Swalwell’s bill aims to bolster the domestic supply of ECEs using a multi-pronged approach. The bill authorizes a research and development program focused on exploration, reuse, and recycling of ECEs and establishes an effort to collect, catalogue and disseminate information on ECEs across the supply chain.

Unfortunately, the definition of critical in Swalwell’s legislation – which only encompasses a small number of elements – appears to be too narrow for the more than 140 House Republicans who voted against the bill when it came to the floor July 22.

If H.R. 761 (Amodei, R-NV-2nd) is any indication, the House majority party prefers a much broader definition of critical. H.R. 761 passed the House in September 2013 with “strategic and critical minerals” broadly defined to include any minerals that are necessary for national defense, national security, the Nation’s energy infrastructure and the Nation’s economic security or to support domestic manufacturing, agriculture, housing, etc.

The contrast between the definitions is stark, and Rep. Holt shared his thoughts on the broad meaning of “critical minerals” in H.R. 761 during the July 23 hearing. Holt opined, “…It’s a meaningless definition. It ignores the other part of what makes a mineral truly critical. As the National Academy of Sciences has pointed out, a mineral is critical when it performs an essential function for which there is no substitute, and when there is a high probability of its supply being restricted…”

Holt continued, “Just to say a mineral is critical because it is important makes it impossible to tell the difference between neodymium and gravel. Neodymium is a rare-earth metal essential for wind turbines and hybrid vehicles, and we are hugely-dependent on China for that mineral as it stands now. Gravel is, well, gravel.”

With Swalwell’s bill failing to pass the House and H.R. 761 stalled in the Democrat-controlled Senate, there is no clear path forward for legislation impacting the vast majority of critical minerals, regardless of how they are defined.

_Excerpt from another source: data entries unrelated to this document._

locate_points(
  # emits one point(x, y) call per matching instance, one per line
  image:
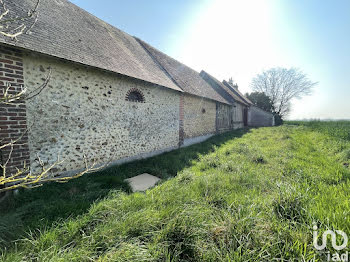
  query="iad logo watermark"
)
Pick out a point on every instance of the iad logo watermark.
point(337, 256)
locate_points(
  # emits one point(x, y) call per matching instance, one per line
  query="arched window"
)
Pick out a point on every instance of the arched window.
point(134, 95)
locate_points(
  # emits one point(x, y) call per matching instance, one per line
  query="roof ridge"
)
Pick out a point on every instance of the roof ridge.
point(155, 60)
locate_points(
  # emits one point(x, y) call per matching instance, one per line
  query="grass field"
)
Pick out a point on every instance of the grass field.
point(248, 195)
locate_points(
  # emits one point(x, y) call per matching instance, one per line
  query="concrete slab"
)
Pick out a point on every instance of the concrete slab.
point(142, 182)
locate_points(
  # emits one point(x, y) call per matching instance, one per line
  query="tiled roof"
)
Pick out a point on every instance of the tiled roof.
point(66, 31)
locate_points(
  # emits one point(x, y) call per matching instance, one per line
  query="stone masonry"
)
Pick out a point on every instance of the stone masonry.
point(199, 116)
point(13, 124)
point(85, 111)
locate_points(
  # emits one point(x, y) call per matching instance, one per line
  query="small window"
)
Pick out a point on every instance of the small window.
point(135, 95)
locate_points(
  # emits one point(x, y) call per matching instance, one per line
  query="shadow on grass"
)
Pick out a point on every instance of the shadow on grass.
point(39, 208)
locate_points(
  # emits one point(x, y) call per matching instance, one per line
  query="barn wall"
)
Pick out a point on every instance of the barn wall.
point(224, 118)
point(199, 116)
point(13, 124)
point(258, 117)
point(84, 111)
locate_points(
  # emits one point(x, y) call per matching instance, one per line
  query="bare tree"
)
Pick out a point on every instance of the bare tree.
point(282, 86)
point(12, 26)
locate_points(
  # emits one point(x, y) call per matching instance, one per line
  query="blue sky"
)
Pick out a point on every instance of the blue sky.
point(240, 38)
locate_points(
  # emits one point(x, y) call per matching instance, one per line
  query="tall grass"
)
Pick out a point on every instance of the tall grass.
point(249, 198)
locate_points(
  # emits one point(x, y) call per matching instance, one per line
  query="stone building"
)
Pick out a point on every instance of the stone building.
point(110, 96)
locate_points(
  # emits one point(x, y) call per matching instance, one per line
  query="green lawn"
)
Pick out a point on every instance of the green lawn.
point(248, 195)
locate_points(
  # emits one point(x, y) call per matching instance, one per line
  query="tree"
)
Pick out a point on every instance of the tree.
point(261, 100)
point(11, 26)
point(283, 85)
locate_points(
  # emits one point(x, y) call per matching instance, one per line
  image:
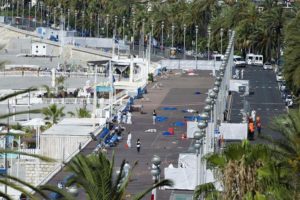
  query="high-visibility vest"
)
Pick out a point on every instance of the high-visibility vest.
point(251, 127)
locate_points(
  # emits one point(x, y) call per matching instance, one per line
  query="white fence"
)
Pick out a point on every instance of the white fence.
point(191, 64)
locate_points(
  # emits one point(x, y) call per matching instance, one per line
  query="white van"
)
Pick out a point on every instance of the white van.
point(254, 59)
point(239, 61)
point(258, 60)
point(249, 58)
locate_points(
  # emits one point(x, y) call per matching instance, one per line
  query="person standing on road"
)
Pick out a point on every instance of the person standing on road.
point(119, 117)
point(126, 168)
point(138, 145)
point(258, 125)
point(129, 140)
point(129, 115)
point(253, 115)
point(242, 74)
point(154, 117)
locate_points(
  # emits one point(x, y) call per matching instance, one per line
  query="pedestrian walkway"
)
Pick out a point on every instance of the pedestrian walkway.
point(266, 101)
point(176, 94)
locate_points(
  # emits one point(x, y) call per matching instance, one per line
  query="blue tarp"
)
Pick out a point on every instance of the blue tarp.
point(168, 108)
point(161, 118)
point(179, 124)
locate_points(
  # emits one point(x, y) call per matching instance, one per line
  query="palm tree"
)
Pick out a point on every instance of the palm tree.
point(291, 55)
point(102, 183)
point(247, 170)
point(53, 113)
point(14, 182)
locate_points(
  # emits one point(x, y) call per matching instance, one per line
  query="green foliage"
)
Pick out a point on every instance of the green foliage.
point(292, 54)
point(95, 175)
point(53, 113)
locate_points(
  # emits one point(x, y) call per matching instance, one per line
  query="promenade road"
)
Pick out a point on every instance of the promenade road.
point(176, 90)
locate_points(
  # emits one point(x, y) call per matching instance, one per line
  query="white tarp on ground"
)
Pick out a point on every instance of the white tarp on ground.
point(191, 64)
point(184, 177)
point(234, 131)
point(191, 127)
point(234, 85)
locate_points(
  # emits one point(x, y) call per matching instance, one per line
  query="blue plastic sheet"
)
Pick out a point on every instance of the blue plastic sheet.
point(161, 118)
point(180, 124)
point(168, 108)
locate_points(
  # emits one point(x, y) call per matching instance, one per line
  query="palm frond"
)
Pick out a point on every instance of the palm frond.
point(14, 94)
point(165, 182)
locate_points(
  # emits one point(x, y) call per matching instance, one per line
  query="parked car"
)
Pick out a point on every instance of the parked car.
point(267, 65)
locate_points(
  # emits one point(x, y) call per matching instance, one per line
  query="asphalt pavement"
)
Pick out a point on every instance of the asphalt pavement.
point(176, 90)
point(265, 99)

That said, one energy critical element, helium, continues to be an interest of many people. While the Helium Stewardship Act of 2013 extends the lifetime of the Federal Helium Reserve until potentially 2021, many academic users currently struggle to procure reliable and affordable liquid helium, and there is no program planned for federal users once the reserve shuts down. In an effort to help current academic users, APS is partnering with the Defense Logistics Agency (DLA) to create a pilot program aimed at improving liquid helium purchasing for academics. And Congress may already be looking to the future; Reps. Doug Lamborn (R-CO-5th) and Doc Hastings (R-WA-4th) recently introduced a discussion draft titled “American Helium Security Act of 2014” that, in addition to easing the permitting process, would also establish a royalty in-kind helium program to help mitigate the closing of the Federal Helium Reserve.

The APS Office of Public Affairs (OPA) will continue to advocate for the policy recommendations put forth in the APS-MRS report on energy critical elements, which are centered on information, research and recycling. Additionally, OPA is administering the liquid helium purchasing pilot program with DLA and will continue working with Congress and the Administration on the issue.